A novel approach was recently presented for 2D velocity distribution in open channel flow. Based on the POME, the distribution was derived by assuming a rectangular 2D domain and a CDF for velocity was assumed. The reliability of the model was assessed by means of many experiments, carried out on a laboratory flume. Velocity profiles were measured in a rectangular cross section, by varying flow discharge, flow depth and channel slope in a fairly wide range of values. Different wall roughness was also considered. Measured data were compared with values inferred from the proposed model and Chiu’s 2D model, showing a fairly good agreement. The proposed model shows smaller deviations than the Chiu’s model, although both models exhibit the largest differences near to the cross section boundary.

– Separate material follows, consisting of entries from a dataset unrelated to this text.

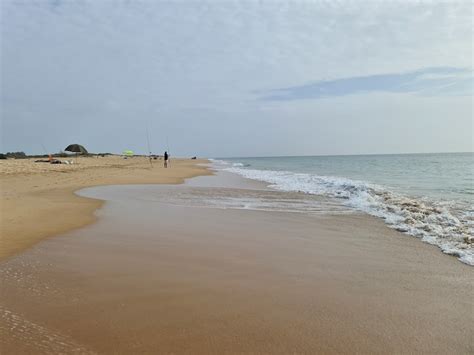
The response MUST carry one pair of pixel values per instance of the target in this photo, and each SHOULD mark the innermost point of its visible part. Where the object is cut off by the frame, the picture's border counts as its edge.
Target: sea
(427, 196)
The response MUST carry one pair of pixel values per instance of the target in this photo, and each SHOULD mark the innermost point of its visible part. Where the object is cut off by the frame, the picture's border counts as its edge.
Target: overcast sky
(237, 78)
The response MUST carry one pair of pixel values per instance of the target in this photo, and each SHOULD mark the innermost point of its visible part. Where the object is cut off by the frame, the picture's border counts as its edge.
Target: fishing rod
(148, 143)
(168, 149)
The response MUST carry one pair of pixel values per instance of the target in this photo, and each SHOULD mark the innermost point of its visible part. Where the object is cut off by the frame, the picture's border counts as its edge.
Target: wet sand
(160, 277)
(38, 199)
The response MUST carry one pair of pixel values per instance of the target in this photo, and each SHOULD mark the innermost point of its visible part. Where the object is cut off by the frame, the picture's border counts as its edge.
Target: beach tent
(76, 148)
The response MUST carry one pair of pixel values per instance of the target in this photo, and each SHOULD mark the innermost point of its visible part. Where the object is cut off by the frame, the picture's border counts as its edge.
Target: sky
(237, 78)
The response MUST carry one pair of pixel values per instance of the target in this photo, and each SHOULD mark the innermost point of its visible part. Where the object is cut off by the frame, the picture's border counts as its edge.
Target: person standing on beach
(166, 159)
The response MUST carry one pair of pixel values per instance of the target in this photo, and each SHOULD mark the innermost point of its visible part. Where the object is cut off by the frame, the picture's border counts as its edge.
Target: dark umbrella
(76, 148)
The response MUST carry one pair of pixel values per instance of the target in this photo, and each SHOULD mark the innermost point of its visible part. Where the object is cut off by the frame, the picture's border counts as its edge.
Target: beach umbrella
(76, 148)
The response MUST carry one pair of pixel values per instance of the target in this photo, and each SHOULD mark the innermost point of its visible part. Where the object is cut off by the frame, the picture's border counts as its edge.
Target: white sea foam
(447, 224)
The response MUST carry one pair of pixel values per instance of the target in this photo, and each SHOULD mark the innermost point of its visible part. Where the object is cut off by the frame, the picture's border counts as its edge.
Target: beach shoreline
(38, 200)
(165, 270)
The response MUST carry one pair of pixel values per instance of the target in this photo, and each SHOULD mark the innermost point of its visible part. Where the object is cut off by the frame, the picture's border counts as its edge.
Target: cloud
(96, 71)
(428, 81)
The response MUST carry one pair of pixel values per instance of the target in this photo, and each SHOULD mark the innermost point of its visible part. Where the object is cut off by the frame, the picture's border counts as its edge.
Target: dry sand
(38, 200)
(152, 277)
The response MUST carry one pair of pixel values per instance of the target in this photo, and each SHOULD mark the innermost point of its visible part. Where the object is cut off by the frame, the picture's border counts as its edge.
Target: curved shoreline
(39, 200)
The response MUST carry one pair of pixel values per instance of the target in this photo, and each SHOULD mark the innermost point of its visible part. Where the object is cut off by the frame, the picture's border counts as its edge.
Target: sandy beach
(38, 200)
(163, 271)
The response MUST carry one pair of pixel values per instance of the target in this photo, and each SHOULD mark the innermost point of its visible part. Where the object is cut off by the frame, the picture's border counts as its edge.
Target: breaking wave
(446, 224)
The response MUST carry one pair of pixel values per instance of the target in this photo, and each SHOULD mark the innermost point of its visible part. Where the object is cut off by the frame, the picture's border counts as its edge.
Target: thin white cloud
(106, 63)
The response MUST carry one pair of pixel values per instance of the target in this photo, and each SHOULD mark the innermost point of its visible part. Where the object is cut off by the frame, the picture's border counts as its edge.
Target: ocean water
(429, 196)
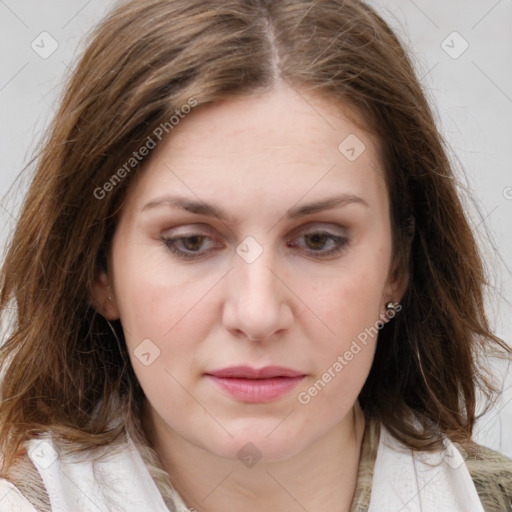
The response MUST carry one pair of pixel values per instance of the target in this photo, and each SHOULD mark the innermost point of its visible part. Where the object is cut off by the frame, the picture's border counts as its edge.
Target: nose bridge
(257, 282)
(256, 303)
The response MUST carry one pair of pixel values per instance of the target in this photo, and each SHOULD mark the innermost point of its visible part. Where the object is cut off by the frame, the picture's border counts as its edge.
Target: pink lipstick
(253, 385)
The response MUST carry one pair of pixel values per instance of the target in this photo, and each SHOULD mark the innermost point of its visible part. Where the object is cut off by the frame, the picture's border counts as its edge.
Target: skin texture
(254, 157)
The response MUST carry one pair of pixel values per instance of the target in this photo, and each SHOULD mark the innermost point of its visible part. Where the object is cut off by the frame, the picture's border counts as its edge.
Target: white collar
(403, 480)
(411, 481)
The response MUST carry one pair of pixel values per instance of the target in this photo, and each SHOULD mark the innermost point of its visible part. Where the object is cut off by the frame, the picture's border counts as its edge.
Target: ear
(397, 285)
(103, 297)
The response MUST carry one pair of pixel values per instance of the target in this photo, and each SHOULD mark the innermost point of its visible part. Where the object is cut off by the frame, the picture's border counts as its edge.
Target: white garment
(404, 481)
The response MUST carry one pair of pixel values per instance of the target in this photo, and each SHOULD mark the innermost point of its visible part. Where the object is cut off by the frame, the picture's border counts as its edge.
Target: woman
(243, 277)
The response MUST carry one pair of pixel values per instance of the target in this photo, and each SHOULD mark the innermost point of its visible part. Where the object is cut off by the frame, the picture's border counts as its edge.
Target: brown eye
(320, 244)
(189, 247)
(316, 241)
(193, 243)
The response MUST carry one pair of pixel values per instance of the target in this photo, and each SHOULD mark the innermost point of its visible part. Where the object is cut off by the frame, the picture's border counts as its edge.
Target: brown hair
(63, 368)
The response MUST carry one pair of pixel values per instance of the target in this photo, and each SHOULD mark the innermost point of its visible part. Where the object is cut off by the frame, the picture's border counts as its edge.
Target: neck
(321, 477)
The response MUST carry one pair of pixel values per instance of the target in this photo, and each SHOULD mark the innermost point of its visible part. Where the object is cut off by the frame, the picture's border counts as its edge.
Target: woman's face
(258, 236)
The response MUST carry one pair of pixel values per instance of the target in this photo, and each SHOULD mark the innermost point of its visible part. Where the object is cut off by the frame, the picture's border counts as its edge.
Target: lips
(252, 385)
(246, 372)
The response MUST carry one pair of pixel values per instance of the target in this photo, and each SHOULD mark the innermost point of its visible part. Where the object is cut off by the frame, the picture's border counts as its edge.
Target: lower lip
(256, 390)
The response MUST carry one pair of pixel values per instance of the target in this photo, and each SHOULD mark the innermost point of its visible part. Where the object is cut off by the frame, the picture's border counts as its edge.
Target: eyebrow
(202, 208)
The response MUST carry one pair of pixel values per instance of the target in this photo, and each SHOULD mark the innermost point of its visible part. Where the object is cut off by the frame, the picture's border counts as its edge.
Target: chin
(260, 440)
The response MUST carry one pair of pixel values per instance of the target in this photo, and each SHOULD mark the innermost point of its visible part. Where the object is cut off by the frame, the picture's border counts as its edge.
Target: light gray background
(472, 94)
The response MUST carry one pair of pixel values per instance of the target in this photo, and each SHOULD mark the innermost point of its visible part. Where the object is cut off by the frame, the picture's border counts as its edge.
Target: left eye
(190, 244)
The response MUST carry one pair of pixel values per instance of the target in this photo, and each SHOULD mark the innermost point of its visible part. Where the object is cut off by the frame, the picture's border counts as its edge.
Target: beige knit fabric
(491, 472)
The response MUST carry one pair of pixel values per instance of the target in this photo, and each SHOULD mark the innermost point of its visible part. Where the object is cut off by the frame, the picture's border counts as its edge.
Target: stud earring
(392, 306)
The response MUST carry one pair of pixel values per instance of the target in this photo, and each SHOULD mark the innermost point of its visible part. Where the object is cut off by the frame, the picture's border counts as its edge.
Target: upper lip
(247, 372)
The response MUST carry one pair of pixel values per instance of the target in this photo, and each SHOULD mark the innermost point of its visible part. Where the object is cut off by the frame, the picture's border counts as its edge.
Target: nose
(257, 304)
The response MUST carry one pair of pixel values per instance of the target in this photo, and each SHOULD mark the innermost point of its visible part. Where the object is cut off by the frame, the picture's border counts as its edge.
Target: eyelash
(340, 245)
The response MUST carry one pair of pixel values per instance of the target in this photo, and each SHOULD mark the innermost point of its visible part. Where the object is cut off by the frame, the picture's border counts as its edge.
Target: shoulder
(12, 499)
(492, 475)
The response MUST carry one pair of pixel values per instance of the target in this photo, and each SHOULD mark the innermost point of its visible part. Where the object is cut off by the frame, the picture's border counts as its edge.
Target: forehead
(270, 149)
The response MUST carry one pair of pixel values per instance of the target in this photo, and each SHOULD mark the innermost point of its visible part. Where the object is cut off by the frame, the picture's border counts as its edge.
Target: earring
(392, 306)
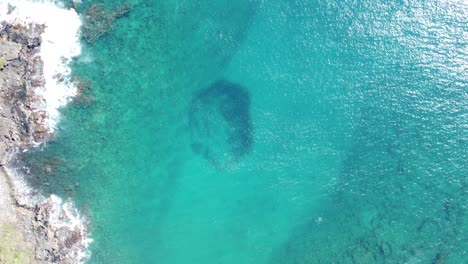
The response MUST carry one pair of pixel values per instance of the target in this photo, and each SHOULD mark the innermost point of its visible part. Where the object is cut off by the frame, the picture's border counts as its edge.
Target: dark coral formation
(220, 123)
(99, 20)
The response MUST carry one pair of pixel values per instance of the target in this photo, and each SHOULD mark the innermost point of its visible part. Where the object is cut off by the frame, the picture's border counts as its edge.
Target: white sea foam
(60, 43)
(62, 215)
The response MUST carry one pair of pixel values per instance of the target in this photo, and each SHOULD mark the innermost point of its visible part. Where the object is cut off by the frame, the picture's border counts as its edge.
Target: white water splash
(60, 43)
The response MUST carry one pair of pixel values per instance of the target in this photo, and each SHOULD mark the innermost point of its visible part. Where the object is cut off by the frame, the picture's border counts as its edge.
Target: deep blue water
(271, 132)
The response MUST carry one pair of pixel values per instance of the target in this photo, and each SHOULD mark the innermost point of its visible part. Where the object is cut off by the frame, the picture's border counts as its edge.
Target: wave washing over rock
(38, 41)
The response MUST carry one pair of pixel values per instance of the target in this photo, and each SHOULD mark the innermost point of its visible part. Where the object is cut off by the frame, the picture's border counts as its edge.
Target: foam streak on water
(60, 43)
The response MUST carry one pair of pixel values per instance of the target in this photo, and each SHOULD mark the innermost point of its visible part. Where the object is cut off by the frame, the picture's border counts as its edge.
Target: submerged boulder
(220, 124)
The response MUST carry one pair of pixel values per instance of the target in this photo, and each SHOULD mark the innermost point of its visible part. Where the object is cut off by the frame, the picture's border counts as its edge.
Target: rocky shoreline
(35, 229)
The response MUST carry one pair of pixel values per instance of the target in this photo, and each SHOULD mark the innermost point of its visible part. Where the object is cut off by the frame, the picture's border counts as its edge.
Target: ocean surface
(269, 132)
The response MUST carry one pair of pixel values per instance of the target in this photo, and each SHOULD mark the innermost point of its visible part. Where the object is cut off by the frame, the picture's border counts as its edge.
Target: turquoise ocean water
(276, 132)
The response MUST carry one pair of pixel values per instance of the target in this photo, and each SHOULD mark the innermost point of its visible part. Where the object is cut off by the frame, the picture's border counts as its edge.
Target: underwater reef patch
(220, 123)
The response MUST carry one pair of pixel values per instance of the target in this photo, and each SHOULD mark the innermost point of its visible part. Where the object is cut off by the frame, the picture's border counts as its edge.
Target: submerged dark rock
(220, 123)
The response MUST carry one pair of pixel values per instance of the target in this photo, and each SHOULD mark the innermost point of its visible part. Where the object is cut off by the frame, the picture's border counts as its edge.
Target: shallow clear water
(345, 143)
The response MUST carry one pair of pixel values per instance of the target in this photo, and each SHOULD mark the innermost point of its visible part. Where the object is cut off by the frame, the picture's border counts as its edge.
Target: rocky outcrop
(22, 124)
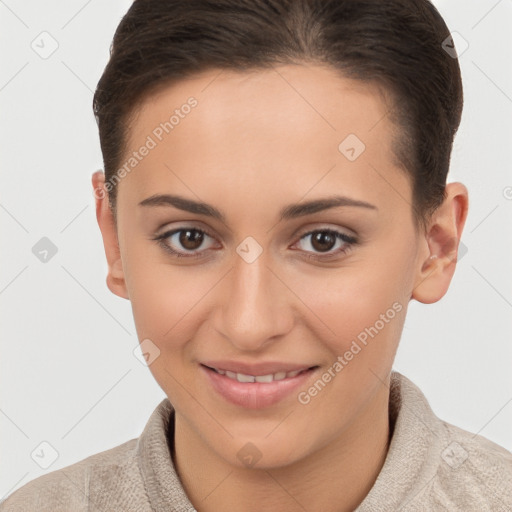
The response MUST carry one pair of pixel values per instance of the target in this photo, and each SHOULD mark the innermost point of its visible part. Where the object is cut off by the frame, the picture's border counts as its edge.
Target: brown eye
(323, 241)
(191, 239)
(186, 242)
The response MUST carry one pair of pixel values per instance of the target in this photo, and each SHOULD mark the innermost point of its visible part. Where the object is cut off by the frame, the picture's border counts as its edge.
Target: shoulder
(438, 465)
(68, 488)
(473, 472)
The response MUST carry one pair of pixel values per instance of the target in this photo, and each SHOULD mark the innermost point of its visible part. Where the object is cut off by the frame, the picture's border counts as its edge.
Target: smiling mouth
(271, 377)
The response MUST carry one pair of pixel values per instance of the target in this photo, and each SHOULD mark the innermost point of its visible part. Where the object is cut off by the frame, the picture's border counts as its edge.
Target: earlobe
(115, 280)
(435, 271)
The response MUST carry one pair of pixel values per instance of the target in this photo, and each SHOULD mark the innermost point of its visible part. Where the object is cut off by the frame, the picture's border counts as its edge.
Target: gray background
(68, 373)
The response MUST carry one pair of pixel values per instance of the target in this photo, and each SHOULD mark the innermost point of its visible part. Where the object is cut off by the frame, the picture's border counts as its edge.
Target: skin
(255, 143)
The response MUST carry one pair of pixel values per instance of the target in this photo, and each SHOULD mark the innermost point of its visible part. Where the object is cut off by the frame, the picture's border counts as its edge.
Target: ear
(437, 264)
(115, 277)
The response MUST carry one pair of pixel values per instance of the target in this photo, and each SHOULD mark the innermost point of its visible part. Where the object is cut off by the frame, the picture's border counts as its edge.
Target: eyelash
(349, 243)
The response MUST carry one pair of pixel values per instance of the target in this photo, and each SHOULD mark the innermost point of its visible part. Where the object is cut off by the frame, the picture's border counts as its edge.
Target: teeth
(242, 377)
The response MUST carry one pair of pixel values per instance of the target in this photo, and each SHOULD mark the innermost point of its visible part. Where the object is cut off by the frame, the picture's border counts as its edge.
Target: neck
(334, 479)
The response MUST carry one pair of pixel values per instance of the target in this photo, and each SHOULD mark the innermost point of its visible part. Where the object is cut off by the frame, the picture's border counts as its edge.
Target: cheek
(363, 304)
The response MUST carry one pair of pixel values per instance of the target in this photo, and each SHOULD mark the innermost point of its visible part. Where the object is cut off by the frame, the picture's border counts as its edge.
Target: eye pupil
(190, 237)
(322, 238)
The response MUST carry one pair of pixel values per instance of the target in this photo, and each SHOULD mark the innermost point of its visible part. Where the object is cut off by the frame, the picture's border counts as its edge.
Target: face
(304, 258)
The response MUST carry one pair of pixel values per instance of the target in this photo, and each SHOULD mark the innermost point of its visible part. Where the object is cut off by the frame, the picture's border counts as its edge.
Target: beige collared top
(430, 466)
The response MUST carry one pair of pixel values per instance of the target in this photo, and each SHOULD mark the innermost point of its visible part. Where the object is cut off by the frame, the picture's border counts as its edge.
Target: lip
(255, 395)
(256, 369)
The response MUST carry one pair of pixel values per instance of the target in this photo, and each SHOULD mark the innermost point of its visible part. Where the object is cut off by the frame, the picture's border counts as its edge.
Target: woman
(274, 196)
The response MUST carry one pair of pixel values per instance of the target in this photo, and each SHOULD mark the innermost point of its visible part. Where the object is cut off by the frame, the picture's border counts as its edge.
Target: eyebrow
(291, 211)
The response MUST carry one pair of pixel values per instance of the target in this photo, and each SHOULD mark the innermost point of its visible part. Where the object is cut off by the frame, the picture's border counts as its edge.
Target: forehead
(262, 132)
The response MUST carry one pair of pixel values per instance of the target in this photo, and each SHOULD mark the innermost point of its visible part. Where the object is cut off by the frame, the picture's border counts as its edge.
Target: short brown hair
(396, 44)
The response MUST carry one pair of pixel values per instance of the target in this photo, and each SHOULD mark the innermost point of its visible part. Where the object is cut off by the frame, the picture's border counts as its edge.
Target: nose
(255, 306)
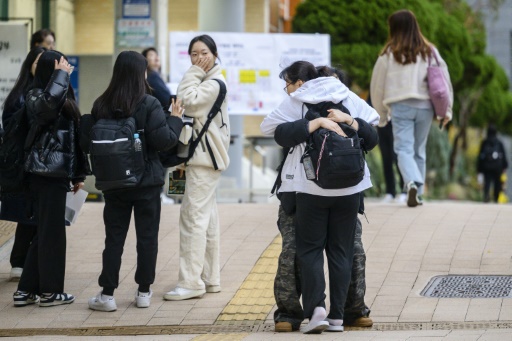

The model allows a straightforward calculation of the velocity at any point of the domain and no parameter calibration or experimentally-based equations are required for application. When assuming wide channel geometry, the proposed model returns a velocity profile quite similar to the profile inferred from the 1D Chiu model.

Nevertheless, further validation is required for a definitive assessment of the model, by assuming a wider range for flow and cross section characteristics. Differently shaped cross sections will be also investigated, to assess the effectiveness of the model for deriving velocity distribution in natural river as well.